Avez-vous un exemple?

J’ai étudié le cas de Clayton Waagner, un militant anti-avortement qui a envoyé des lettres contenant de la poudre ressemblant à de l’anthrax à plusieurs cliniques pratiquant des interruptions de grossesse. Il avait un emploi, une femme et des enfants, qu’il a abandonnés pour s’adonner à sa cause. Je m’intéresse aussi au cas d’un Canadien d’origine musulmane, Momin Khawaja, qui s’est radicalisé tout seul et a planifié un attentat à la bombe, alors qu’il était inséré socialement et avait une carrière florissante d’informaticien.

Comment le loup solitaire se radicalise-t-il?

Même s’il n’appartient pas formellement à une organisation, il lit les écrits et consulte les sites internet liés à cette dernière. Il fait partie de la sous-culture affiliée à la cause qu’il défend. Souvent, son premier contact avec ces idées intervient à l’adolescence. Le djihadiste canadien que j’étudie s’est peu à peu familiarisé avec la situation des musulmans un peu partout dans le monde, il a suivi attentivement les actualités et s’est renseigné sur les interventions américaines au Moyen-Orient.

Y a-t-il toujours un élément déclencheur qui les fait passer à l’action? Un moment décisif?

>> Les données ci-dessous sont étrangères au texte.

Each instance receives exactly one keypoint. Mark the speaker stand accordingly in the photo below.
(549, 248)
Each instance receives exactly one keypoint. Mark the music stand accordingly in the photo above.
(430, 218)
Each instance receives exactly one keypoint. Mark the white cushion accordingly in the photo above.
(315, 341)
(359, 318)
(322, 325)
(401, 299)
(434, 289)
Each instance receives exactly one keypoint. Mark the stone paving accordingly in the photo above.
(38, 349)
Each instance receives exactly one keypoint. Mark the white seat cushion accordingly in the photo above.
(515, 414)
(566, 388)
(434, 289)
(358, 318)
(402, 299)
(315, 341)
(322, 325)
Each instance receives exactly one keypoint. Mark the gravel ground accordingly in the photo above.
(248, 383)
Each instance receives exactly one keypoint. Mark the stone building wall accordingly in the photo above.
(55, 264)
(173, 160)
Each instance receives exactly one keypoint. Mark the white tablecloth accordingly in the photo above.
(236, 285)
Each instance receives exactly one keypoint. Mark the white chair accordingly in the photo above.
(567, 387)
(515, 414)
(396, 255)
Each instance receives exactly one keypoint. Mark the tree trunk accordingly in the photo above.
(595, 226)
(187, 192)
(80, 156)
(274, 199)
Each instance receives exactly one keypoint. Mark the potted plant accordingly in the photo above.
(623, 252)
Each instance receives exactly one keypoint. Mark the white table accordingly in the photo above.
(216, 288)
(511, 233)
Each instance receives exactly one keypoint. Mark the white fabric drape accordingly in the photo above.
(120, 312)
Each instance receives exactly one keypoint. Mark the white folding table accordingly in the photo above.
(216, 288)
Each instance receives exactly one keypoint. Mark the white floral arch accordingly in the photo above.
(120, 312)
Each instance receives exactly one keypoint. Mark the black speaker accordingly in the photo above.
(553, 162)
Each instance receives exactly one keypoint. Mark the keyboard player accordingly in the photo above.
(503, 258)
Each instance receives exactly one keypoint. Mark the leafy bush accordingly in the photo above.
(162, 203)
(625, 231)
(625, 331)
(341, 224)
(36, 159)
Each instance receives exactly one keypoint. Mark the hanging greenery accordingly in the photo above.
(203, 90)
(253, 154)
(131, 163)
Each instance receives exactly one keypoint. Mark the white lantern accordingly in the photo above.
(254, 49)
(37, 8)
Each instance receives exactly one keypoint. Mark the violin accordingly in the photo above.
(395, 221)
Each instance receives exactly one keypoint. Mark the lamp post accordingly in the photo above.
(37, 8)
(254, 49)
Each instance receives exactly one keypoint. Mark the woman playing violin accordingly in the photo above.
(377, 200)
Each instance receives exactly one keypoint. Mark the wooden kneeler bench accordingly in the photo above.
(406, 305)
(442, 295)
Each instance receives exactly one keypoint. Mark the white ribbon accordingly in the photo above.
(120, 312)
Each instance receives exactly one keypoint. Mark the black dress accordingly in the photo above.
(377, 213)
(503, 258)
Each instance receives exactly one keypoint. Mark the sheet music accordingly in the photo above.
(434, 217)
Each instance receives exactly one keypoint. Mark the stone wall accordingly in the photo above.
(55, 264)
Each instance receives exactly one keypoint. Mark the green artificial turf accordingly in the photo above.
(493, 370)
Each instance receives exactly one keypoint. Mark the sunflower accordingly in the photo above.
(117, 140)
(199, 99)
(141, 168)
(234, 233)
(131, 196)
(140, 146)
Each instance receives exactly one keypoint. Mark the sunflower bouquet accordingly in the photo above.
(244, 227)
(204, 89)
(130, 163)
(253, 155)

Dans le cas du premier profil de loup solitaire, non. Son passage à l’acte est le résultat d’un long processus, d’un long passé d’aliénation sociale et de troubles mentaux. Sa radicalisation est très progressive. Mais pour le second type de profil, il peut y avoir un élément déclencheur. Clayton Waagner est passé à l’acte à la suite du choc provoqué par la fausse couche de sa fille. Il a décidé d’agir, pour sauver tous les bébés, le jour où il a eu le cadavre de sa petite-fille mort-née entre les bras.

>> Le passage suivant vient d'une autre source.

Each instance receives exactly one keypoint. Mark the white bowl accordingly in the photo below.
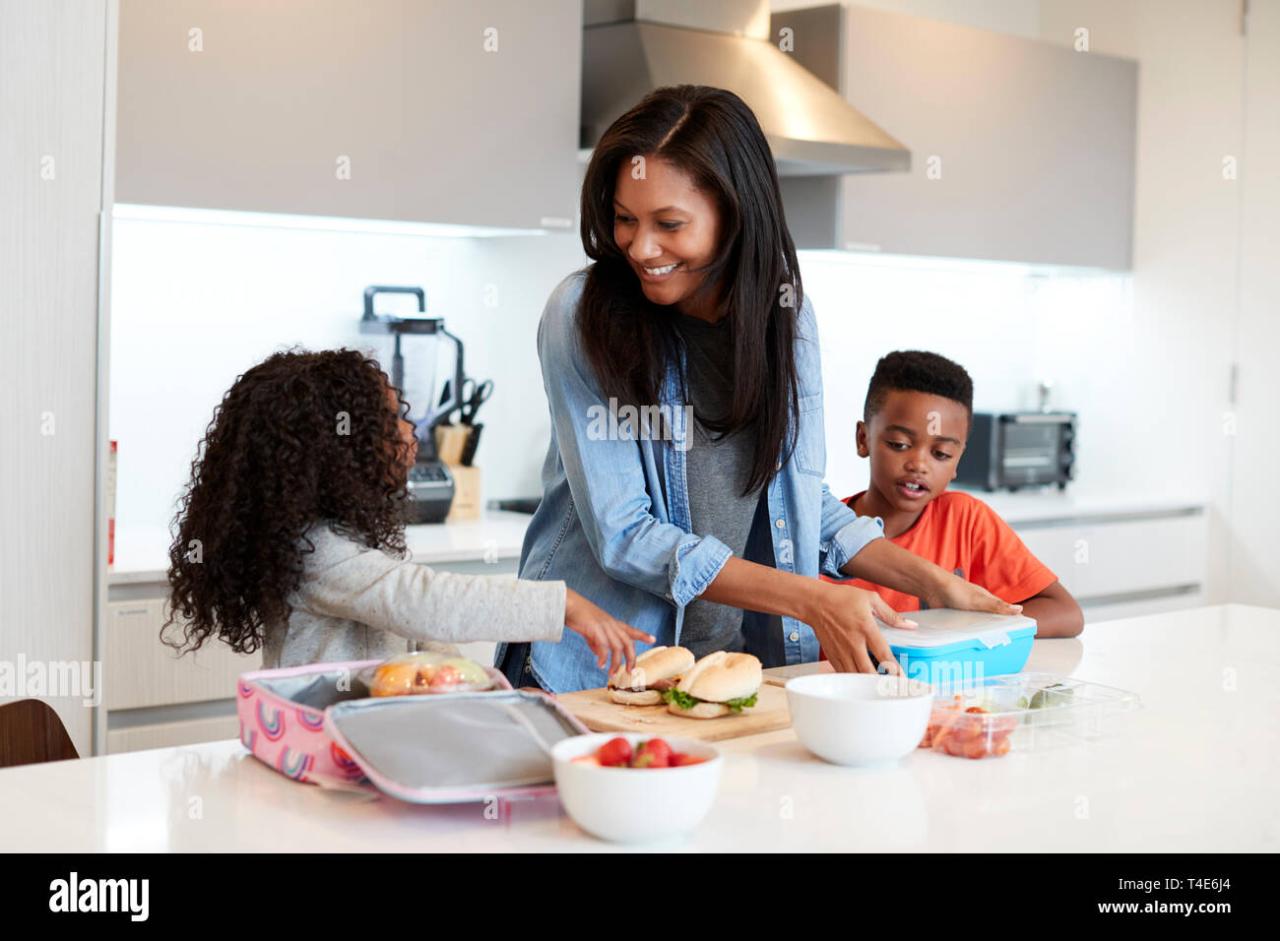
(859, 718)
(635, 804)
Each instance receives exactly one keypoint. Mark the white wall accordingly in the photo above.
(1187, 238)
(196, 304)
(1143, 357)
(51, 192)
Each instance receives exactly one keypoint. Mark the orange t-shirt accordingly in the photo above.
(964, 535)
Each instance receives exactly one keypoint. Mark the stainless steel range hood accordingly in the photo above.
(632, 46)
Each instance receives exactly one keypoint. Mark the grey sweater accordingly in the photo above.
(357, 603)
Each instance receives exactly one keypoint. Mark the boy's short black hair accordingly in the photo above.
(915, 370)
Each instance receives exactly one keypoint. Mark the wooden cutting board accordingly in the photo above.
(595, 711)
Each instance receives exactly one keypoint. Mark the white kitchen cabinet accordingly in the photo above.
(54, 77)
(455, 112)
(142, 672)
(1104, 561)
(1020, 150)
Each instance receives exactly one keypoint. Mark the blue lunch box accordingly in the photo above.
(951, 648)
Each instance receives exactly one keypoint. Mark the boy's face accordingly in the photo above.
(914, 442)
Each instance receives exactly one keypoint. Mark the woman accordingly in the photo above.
(682, 485)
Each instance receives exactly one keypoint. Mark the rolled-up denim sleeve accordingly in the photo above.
(606, 475)
(844, 534)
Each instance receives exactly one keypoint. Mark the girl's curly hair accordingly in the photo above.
(300, 438)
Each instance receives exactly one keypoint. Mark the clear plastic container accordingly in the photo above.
(1023, 712)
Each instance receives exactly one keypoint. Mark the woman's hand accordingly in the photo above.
(604, 634)
(844, 619)
(954, 592)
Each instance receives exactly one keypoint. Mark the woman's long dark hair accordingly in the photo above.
(298, 438)
(713, 137)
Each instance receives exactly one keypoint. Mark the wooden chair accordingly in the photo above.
(30, 732)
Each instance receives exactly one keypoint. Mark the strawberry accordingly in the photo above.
(654, 753)
(616, 753)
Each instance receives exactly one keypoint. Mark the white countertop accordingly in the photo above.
(142, 552)
(1050, 505)
(1193, 771)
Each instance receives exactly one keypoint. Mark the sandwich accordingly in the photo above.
(720, 684)
(657, 670)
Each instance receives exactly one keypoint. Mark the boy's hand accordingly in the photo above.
(954, 592)
(606, 635)
(844, 619)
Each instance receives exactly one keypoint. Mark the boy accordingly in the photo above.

Pourquoi décident-ils d’agir seuls?

Ils ont souvent l’impression que ce sera plus efficace. L’Etat, ou l’autorité, qu’ils cherchent à attaquer leur paraît si puissant qu’ils n’ont pas le sentiment de pouvoir l’affronter en tant que membre d’une organisation, une cible trop facile à repérer. Mais certains vont néanmoins chercher de l’aide ou du soutien auprès de cette dernière, après s’être radicalisés de façon autonome. C’est le cas de Momin Khawaja: dépourvu d’expérience au combat ou de connaissances sur les explosifs, il a cherché à entrer en contact avec une cellule islamiste, afin d’acquérir les «compétences» qui lui manquaient.

Le loup solitaire se projette-t-il dans l’après? Imagine-t-il une vie après son acte?

Pour le savoir, nous dépendons des écrits rédigés avant leur passage à l’acte. Ceux qui en ont laissé avaient souvent l’impression que les choses allaient réellement changer grâce à leurs actions. Certains ont pris la peine de rédiger une biographie, ce qui montre qu’ils ont anticipé la façon dont ils seraient perçus. N’oublions pas qu’il n’y a eu que 100 ou 200 loups solitaires dans toute l’histoire moderne. Nous savons encore très peu de choses sur eux.


Profil
Clark Mccauley

Professeur de psychologie à l’Université Bryn Mawr, en Pennsylvanie, cet homme de 71 ans codirige le Solomon Asch Center pour l’étude des conflits ethnopolitiques. Il a cofondé la publication Dynamics of Asymmetric Conflict: Pathways Toward Terrorism and Genocide. Il collabore depuis 2005 avec le Consortium national pour l’étude du terrorisme et des réponses au terrorisme.